Hallucinogens, or "psychedelics", are drugs that alter users' state of consciousness and produce different kinds of hallucinations.

The main types of hallucinogens are d-lysergic acid diethylamide (LSD),  hencyclidine (PCP), hallucinogenic amphetamines, mescaline and psilocybe mushrooms.

LSD - D-Lysergic Acid Diethylamide

Photo: U.S. Drug Enforcement AgencyWhat is it?

LSD is a semi-synthetic drug derived from lysergic acid, which is found in a fungus that grows on rye and other grains.

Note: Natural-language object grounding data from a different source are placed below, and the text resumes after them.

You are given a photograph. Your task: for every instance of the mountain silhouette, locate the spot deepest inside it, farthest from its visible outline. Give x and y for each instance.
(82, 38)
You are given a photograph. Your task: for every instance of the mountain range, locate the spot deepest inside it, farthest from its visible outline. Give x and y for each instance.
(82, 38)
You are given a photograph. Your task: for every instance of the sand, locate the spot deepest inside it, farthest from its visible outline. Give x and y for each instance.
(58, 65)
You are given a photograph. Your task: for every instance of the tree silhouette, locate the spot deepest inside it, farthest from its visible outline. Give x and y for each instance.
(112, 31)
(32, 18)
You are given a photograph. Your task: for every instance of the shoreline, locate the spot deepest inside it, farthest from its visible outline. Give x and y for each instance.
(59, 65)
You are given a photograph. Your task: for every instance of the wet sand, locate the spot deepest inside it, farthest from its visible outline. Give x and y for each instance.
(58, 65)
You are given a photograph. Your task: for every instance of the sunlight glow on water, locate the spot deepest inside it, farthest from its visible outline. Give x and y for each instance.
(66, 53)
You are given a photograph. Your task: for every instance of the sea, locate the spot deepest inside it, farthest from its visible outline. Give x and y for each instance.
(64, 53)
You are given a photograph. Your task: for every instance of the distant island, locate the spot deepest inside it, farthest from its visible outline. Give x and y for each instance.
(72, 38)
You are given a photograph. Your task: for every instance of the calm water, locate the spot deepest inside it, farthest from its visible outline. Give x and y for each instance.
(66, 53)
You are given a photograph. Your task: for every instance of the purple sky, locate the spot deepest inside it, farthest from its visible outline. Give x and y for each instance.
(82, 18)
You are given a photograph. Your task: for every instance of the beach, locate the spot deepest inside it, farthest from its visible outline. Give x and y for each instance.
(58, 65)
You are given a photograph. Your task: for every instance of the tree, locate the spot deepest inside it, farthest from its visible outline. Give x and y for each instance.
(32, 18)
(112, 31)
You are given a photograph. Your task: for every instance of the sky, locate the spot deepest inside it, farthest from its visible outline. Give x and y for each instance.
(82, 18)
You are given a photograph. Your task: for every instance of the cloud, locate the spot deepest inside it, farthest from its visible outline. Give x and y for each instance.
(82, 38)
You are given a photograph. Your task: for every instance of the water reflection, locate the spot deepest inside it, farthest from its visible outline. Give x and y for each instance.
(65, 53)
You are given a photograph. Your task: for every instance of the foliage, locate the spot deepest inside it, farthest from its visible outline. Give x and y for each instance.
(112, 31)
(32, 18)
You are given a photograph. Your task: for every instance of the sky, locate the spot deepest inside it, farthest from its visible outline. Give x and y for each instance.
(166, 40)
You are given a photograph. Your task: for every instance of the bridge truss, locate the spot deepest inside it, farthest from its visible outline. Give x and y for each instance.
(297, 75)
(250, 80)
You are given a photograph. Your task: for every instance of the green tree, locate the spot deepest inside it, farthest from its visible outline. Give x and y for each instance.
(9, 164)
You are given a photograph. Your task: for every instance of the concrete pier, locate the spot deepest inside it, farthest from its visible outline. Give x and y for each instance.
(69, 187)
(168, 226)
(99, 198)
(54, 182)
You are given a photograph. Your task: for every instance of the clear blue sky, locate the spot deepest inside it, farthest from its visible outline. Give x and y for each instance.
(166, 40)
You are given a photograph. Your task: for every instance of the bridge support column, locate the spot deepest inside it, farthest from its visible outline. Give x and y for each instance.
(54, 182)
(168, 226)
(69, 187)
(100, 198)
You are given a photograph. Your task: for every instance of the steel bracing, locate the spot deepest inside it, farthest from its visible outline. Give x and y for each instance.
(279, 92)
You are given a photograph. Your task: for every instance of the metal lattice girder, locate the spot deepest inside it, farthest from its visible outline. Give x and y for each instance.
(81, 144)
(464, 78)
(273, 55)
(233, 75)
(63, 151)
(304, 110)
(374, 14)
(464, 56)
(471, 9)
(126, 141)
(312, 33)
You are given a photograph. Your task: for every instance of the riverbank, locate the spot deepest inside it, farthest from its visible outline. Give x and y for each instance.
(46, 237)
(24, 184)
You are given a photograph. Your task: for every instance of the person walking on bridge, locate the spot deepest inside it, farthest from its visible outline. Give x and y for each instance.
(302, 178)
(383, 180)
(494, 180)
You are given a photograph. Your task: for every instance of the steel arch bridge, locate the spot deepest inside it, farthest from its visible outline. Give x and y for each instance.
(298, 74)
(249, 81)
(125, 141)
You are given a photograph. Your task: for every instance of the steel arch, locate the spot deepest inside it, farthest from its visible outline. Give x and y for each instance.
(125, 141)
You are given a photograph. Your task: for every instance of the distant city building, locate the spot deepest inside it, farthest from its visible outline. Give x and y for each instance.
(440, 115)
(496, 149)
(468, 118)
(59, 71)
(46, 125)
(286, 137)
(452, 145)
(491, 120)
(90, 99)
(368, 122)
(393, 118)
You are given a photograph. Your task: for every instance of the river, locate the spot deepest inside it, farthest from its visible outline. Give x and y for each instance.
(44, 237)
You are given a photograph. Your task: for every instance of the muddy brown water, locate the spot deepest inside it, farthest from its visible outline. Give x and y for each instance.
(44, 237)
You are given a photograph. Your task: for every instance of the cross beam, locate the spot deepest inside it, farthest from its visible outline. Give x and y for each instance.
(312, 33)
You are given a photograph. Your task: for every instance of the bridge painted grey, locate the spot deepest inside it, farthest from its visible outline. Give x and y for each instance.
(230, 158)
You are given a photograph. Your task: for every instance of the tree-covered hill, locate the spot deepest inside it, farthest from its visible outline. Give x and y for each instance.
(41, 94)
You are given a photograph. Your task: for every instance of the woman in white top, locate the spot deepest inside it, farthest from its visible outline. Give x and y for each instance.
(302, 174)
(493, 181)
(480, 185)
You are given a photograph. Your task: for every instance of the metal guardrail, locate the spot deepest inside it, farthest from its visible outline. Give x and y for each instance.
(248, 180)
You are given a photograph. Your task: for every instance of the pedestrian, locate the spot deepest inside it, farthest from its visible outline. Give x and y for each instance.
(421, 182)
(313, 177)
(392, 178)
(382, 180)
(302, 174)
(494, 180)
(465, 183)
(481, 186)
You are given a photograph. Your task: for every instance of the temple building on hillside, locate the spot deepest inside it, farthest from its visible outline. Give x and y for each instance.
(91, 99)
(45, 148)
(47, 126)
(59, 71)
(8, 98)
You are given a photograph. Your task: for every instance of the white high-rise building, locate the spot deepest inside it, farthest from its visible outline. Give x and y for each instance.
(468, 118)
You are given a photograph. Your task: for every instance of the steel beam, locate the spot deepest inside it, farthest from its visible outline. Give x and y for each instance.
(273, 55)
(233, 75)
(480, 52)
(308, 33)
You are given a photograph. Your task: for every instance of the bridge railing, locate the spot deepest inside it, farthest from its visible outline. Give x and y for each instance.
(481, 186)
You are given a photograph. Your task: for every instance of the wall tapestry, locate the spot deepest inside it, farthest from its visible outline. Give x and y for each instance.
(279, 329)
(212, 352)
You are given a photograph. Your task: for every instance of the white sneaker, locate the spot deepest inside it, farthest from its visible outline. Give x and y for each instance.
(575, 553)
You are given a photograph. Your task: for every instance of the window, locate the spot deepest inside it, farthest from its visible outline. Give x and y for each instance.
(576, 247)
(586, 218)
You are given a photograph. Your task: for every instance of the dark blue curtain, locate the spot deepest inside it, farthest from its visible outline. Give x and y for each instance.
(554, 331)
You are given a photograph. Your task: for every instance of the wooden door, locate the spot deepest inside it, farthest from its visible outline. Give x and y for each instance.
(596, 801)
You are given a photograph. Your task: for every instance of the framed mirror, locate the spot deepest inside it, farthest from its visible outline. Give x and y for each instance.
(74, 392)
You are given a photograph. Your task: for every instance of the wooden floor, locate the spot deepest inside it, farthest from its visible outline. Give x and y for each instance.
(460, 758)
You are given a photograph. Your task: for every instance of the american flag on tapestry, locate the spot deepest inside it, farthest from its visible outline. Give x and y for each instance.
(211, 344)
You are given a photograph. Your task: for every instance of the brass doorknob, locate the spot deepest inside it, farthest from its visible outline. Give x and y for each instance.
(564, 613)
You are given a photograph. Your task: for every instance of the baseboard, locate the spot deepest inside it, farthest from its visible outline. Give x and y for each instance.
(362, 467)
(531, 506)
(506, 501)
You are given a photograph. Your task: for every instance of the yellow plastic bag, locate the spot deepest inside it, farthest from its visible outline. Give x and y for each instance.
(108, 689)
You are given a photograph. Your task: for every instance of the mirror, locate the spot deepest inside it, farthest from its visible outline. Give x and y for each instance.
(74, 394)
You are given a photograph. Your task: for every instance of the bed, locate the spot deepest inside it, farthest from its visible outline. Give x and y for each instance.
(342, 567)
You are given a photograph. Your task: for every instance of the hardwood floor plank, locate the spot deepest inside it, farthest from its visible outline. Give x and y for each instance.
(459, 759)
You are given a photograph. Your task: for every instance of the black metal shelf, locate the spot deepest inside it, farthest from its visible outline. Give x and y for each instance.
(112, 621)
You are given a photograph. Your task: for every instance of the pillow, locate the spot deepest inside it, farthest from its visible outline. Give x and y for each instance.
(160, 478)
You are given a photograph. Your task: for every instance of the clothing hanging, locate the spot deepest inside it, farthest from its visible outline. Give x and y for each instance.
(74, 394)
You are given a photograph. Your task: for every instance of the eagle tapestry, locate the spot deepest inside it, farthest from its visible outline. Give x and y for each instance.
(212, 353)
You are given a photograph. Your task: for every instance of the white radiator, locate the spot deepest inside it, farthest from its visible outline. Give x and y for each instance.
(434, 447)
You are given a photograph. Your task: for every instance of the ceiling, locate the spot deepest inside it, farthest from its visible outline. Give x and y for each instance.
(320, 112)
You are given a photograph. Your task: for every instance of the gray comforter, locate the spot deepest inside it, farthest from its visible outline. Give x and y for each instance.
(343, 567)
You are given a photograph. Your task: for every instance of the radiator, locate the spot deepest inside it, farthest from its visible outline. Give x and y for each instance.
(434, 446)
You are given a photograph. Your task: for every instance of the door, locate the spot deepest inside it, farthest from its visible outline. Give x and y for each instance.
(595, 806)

LSD, commonly referred to as "acid", is one of the most potent hallucinogens. It is usually sold on the street as small squares of blotting paper with drops containing the drug, but also as tablets, capsules or occasionally in liquid form. It is a colourless, odourless substance with a slightly bitter taste.

How is it taken?

It is usually swallowed.

How does it affect users?

Taking LSD leads to strong changes in thought, mood and senses in addition to feelings of empathy and sociability. However, the exact effects of LSD vary depending on the mental state of the user and the environment when taking the drug.

What are the risks associated with LSD use?

Short-term, LSD produces delusions and distorted perceptions. The user´s sense of depth and time changes and colours, sound and touch seem more intense.

Some LSD users experience severe, terrifying thoughts and feelings such as fear of losing control, fear of insanity and death, and despair.

The physical effects are small compared to the psychological and emotional effects. They include dilated pupils, increased heart rate and blood pressure, loss of appetite, sleeplessness, dry mouth and tremors.